Incorporating solar electric devices into all parts of the building, instead of placing solar panels on the roof, is known as building integrated photovoltaics (BIPV), a concept that inspires many designers. By incorporating the function of solar panels into other building materials, the cost of PV will drop, in large part because the elaborate mounting systems sometimes used to meet structural and wind loading requirements are not needed. If solar energy is produced by windows, for example, it greatly simplifies the overall design and construction effort by eliminating dedicated mounting structures. BIPV also increases available surface area for solar collection.

Two photovoltaic technologies are commonly used for BIPV. Currently, monocrystalline solar cells are the most efficient and most costly, while thin-film cells are less expensive, but not quite as efficient. This means that monocrystalline cells are generally used where space is limited. Thin-film technology works well when there is more area available for BIPV systems, such as building facades, canopies and other structural elements.

Transforming building elements, such as roofs, walls, and even walkways, into electricity generators greatly increases the total potential energy output and can create a more even production throughout the day. Here are a few examples of how it can work.

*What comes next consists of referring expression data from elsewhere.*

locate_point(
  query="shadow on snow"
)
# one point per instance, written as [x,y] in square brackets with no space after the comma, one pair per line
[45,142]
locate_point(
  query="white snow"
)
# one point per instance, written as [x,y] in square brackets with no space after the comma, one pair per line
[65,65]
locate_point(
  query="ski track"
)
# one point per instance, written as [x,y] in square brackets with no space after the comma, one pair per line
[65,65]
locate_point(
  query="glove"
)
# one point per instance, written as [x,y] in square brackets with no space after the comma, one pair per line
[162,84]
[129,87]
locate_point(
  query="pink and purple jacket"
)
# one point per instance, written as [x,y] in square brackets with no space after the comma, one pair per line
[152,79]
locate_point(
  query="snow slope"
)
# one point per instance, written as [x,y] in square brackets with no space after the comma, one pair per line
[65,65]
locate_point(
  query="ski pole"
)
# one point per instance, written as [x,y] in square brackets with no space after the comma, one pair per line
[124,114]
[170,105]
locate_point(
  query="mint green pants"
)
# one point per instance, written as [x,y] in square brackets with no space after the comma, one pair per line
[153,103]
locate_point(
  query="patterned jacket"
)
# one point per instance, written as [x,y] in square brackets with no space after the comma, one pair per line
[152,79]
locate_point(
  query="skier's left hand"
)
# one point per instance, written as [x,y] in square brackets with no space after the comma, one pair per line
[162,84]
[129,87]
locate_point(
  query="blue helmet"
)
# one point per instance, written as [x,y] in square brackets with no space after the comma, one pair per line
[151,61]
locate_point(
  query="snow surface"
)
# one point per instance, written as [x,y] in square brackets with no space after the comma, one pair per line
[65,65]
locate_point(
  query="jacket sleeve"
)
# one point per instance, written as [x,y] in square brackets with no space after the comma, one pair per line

Perhaps the easiest way to integrate a solar array into building architecture is to use a shingle that also generates electricity. Solar shingles cover the roof and generate electricity. While homeowners who buy solar electric systems generally love to see their investment, the neighbors may be less pleased. This approach makes the most sense for new construction, where a new roof is needed anyway. It also makes good sense when an existing roof needs to be  replaced. Solar shingles may cost about 30% more than a typical solar electric installation. While the solar shingles lay flat on the roof structure, they are not entirely invisible due to a slight difference in color and reflectivity.

Another BIPV system, solar glazing, replaces windows and skylights. Although there is some reduction in transparency, the current generation of photovoltaic glazing doesn’t have visible wires. This approach has been used in several large commercial structures around the world. While the cost of solar glazing is currently higher than traditional solar modules, prices promise to fall with an increase in the number of projects that uses this exciting new solar technology.

A solar canopy or porch can cover an outdoor living space or entrance. Exterior shades, which are becoming more common to reduce solar gain in commercial buildings and homes, can provide electricity as well as shade. Electric vehicle charging shelters offer a unique opportunity to combine electricity generation and use. Here again, a single structural element has a dual function.

A solar faćade may be the ultimate application of BIPV. In this approach, the entire outer surface of the building produces energy. Several companies now make PV panels specifically for curtain wall and rainscreen applications.